Deandra glanced over at Tiff and stopped.

“I’m sorry, Tiff. I didn’t mean to get into it like that. I’m sorry…”

“It’s fine, Dee. Yeah, Ray-Ray was real special. Not just cause he was my brother, but I mean for the community too. Everyone was like, well Ray-Ray can do it… don’t matter what… You know? Made everyone feel like, we can achieve whatever we want, and like if you be working for it, like reading and doing your homework, then training and practising, you gonna get it, that’s how it was. It’s like what they say at Church be all riding on Ray-Ray, cause he made it happen like that.”

“But why you not study and practise like Ray-Ray and get big scholarship too?” Zorka asked.

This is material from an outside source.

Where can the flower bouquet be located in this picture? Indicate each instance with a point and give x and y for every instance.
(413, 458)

“Nah, see here’s where you don’t get it, Spicey.” Deandra stood up and walked to the window. Then she turned around, “…cause you ain’t black and you ain’t even American, so you way off if you think I’m just gonna read those white-ass academics, and white-wash my goddamn brain so I can get a fuckin C+ in their history class where we be learning ’bout our Presidents and the Louisiana Purchase and the Great Depression and shit, but ain’t nobody gonna talk ’bout what the fuck their white asses did to my people… And ain’t they real content with themselves, hoardin us into section 8 housing and detention centers, ‘keeping the streets safe’, whitefolk all ‘Tough on Crime’ but they just guilty as fuck about history, stashin us away so no one sees what they done.”

“Dee, relax, she just asking… she don’t know,” Tiff said, walking over to Deandra.

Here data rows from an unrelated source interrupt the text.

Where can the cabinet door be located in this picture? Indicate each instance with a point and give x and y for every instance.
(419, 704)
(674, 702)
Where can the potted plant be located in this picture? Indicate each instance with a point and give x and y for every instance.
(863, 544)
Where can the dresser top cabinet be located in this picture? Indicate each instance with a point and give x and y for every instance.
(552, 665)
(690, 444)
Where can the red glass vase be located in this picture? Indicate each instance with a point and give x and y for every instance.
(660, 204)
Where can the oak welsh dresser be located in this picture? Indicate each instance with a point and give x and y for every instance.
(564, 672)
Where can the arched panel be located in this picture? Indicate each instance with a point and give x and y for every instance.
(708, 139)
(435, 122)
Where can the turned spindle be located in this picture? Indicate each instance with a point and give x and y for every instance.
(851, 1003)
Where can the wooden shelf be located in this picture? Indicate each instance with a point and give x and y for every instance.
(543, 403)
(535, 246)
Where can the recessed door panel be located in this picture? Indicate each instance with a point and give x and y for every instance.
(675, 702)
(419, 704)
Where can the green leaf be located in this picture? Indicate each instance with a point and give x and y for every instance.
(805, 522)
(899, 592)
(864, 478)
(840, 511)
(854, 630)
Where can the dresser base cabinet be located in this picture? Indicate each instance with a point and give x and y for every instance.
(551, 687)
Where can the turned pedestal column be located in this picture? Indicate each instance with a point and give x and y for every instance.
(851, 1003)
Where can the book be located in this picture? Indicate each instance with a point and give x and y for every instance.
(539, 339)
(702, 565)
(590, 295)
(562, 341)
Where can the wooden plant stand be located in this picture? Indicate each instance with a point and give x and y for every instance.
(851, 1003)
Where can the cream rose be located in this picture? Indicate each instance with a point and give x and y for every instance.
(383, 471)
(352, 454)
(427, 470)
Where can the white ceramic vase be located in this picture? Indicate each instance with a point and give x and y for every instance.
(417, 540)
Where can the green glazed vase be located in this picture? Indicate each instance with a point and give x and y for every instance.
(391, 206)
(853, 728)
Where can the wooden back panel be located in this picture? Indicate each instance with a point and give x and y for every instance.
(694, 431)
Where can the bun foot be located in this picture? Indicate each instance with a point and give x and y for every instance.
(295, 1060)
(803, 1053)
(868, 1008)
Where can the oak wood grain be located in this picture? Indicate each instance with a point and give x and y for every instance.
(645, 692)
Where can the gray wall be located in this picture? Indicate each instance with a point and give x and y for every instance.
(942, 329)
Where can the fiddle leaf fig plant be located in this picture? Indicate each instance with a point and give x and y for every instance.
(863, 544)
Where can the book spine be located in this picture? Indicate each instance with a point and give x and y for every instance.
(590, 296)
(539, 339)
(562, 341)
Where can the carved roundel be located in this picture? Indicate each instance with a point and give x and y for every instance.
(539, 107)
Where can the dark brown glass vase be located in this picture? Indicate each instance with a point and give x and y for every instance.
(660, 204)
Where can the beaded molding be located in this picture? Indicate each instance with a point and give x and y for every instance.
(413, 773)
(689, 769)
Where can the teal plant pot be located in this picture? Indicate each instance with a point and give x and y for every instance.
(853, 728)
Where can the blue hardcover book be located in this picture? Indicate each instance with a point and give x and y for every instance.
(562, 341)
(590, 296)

Deandra took a step back and turned towards Zorka.

“Like seriously, I don’t know what kind of fucked up shit went on in your country or whatever, and I’m sorry ’bout that too, but shit’s real here. Like it’s not history, it’s now.”

Zorka was looking into Deandra’s soft, round eyes, willed and faithful.

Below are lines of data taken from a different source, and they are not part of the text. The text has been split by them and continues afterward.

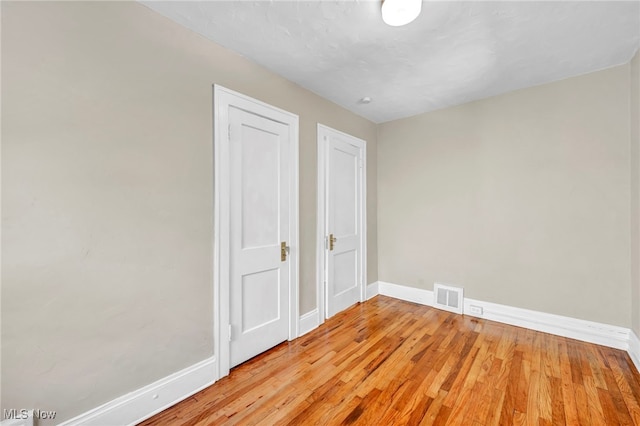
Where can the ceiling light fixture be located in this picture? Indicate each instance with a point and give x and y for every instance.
(400, 12)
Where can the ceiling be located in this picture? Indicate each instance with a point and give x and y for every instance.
(455, 52)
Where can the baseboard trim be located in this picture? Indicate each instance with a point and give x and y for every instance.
(410, 294)
(587, 331)
(634, 349)
(372, 290)
(309, 321)
(143, 403)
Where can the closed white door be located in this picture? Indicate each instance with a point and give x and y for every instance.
(259, 235)
(344, 221)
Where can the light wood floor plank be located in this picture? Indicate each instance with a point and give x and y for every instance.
(390, 362)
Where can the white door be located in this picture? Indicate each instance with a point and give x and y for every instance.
(255, 279)
(344, 220)
(259, 150)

“History is now,” Zorka repeated.

*

After Raymond’s funeral, Tiff ’s grandmother would open her prayer book and sit by the window as usual, except Tiff could see by her mouth that she wasn’t reciting the prayers or reading from the Bible. She was just mouthing to the clouds, “Give him back.”

*

“Blessed be the God and father of our Lord Jesus Christ, the Father of mercies and God of all comfort, who comforts us in our affliction, so that we may be able to comfort those who are in any affliction, with the comfort with which we ourselves are comforted by God.”